Lachlan J. Gunn et alia argue in a paper, “Too good to be true: when overwhelming evidence fails to convince,” that in some situations, as you apparently gather evidence in favor of a theory, it becomes less and less likely to be true:
In this paper, for the first time, we perform a Bayesian mathematical analysis to explore the question of multiple confirmatory measurements or observations for showing when they can—surprisingly—disimprove confidence in the final outcome. We choose the striking example that increasing confirmatory identifications in a police line-up or identity parade can, under certain conditions, reduce our confidence that a perpetrator has been correctly identified.
Imagine that as a court case drags on, witness after witness is called. Let us suppose thirteen witnesses have testified to having seen the defendant commit the crime. Witnesses may be notoriously unreliable, but the sheer magnitude of the testimony is apparently overwhelming. Anyone can make a misidentification but intuition tells us that, with each additional witness in agreement, the chance of them all being incorrect will approach zero. Thus one might nabelieve that the weight of as many as thirteen unanimous confirmations leaves us beyond reasonable doubt.
However, this is not necessarily the case and more confirmations can surprisingly disimprove our confidence that the defendant has been correctly identified as the perpetrator. This type of possibility was recognised intuitively in ancient times. Under ancient Jewish law, one could not be unanimously convicted of a capital crime—it was held that the absence of even one dissenting opinion among the judges indicated that there must remain some form of undiscovered exculpatory evidence.
This is an interesting situation, and someone might suppose that it is one where the evidence changes sides.
But this does not follow. The reality is a bit different. Suppose you flip a coin thirty times, and get heads every time. Each time you get heads, you receive evidence in favor of the hypothesis, “I am having a really lucky streak.” But each time you also receive evidence, and stronger evidence, in favor of the hypothesis, “This coin is biased.” After flipping it thirty times, you thus are likely to become very convinced of the latter hypothesis, and thus convinced that the former is mistaken.

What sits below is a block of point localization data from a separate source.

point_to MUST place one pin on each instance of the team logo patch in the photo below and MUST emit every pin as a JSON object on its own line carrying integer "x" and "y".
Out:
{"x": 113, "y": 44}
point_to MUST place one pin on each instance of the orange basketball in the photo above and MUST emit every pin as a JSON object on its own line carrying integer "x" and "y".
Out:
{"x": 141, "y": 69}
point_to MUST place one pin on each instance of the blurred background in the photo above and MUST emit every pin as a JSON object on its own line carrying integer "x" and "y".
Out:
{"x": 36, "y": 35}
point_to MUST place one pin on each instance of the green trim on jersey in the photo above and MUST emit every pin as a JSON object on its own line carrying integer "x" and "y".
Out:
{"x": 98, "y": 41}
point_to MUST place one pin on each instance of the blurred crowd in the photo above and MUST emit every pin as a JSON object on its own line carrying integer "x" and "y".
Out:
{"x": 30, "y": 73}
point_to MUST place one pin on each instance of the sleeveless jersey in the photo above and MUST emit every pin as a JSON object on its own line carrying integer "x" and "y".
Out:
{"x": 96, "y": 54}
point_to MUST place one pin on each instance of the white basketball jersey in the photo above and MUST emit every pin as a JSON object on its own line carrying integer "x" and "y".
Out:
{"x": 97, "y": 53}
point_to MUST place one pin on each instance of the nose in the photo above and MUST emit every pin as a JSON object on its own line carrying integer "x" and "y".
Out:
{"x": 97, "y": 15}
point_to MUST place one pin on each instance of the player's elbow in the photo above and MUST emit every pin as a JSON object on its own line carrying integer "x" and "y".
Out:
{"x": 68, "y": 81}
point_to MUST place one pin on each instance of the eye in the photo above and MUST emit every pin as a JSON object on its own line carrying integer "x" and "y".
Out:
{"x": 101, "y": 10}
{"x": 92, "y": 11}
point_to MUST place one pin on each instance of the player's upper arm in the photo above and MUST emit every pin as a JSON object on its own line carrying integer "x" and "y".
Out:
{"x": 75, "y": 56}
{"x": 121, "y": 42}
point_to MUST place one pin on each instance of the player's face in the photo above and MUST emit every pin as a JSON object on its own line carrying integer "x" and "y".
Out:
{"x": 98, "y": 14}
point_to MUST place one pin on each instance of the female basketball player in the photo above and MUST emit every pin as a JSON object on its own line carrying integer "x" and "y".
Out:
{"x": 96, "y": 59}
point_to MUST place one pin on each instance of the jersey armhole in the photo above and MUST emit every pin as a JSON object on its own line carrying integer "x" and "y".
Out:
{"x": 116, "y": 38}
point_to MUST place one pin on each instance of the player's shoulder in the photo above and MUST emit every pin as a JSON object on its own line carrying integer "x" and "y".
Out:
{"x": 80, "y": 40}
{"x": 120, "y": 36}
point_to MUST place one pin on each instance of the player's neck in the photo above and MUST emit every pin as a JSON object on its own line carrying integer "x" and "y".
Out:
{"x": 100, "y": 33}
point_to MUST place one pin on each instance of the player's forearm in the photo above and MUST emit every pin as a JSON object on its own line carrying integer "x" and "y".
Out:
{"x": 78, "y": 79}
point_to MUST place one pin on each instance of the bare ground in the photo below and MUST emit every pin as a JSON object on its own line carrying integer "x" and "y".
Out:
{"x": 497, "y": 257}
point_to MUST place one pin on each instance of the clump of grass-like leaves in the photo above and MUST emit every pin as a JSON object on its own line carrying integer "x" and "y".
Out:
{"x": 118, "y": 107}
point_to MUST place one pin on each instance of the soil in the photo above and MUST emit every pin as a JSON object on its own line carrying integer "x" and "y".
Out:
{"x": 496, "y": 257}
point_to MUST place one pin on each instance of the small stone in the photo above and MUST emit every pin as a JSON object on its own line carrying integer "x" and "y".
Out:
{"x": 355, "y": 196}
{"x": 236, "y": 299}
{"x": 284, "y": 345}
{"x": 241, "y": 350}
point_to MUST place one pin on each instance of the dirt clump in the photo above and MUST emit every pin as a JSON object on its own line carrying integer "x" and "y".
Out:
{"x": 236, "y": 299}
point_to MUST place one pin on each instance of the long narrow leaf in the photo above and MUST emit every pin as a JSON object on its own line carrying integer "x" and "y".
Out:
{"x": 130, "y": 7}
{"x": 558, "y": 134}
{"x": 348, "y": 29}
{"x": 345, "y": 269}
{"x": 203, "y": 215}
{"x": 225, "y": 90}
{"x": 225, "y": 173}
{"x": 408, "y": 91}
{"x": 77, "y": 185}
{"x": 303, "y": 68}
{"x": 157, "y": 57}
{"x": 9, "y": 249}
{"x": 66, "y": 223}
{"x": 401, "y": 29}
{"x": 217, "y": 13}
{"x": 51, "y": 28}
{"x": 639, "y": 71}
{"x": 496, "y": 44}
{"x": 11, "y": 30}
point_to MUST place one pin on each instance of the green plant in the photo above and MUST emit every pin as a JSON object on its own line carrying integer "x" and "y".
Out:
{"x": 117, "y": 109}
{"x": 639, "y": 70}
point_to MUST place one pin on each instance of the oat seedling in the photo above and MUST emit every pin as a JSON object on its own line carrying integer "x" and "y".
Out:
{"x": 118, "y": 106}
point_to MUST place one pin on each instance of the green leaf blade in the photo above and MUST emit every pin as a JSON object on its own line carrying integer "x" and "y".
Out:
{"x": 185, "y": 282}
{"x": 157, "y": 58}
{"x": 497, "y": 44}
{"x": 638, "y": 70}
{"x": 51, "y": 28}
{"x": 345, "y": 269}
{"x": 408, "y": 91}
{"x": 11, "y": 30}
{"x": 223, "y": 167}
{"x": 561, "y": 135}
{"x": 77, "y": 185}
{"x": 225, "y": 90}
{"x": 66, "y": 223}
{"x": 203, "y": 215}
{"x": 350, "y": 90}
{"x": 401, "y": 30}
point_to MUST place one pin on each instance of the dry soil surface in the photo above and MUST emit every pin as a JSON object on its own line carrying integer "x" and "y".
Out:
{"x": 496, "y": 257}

But this did not happen because at some point the evidence went from one side to the other, but because the evidence supported two different theories, and one more than the other.
However, regardless of exactly how we describe the situation here, this does have important consequences for the evaluation of multiple instances of testing the same thing. In the case of the police line-up discussed in the article, we know from experience that people are far from infallible in their identification. So if you have a large number of people who identify the same person, without any exception, that is strong evidence that the process is biased; perhaps the police encouraged the people to identify a particular person, for example. Likewise, eyewitness testimony tends not to be perfectly accurate. Consequently, if we take the testimony of many eyewitnesses to the same complex events, and there is not the slightest discrepancy, this is good evidence that their testimony is biased. Perhaps someone created a story and instructed them not to deviate from it, for example. And on the other hand, minor discrepancies in such accounts do not weaken their testimony, but strengthen it (although not to the discrepant point itself), by making it less likely that they are biased in such a way.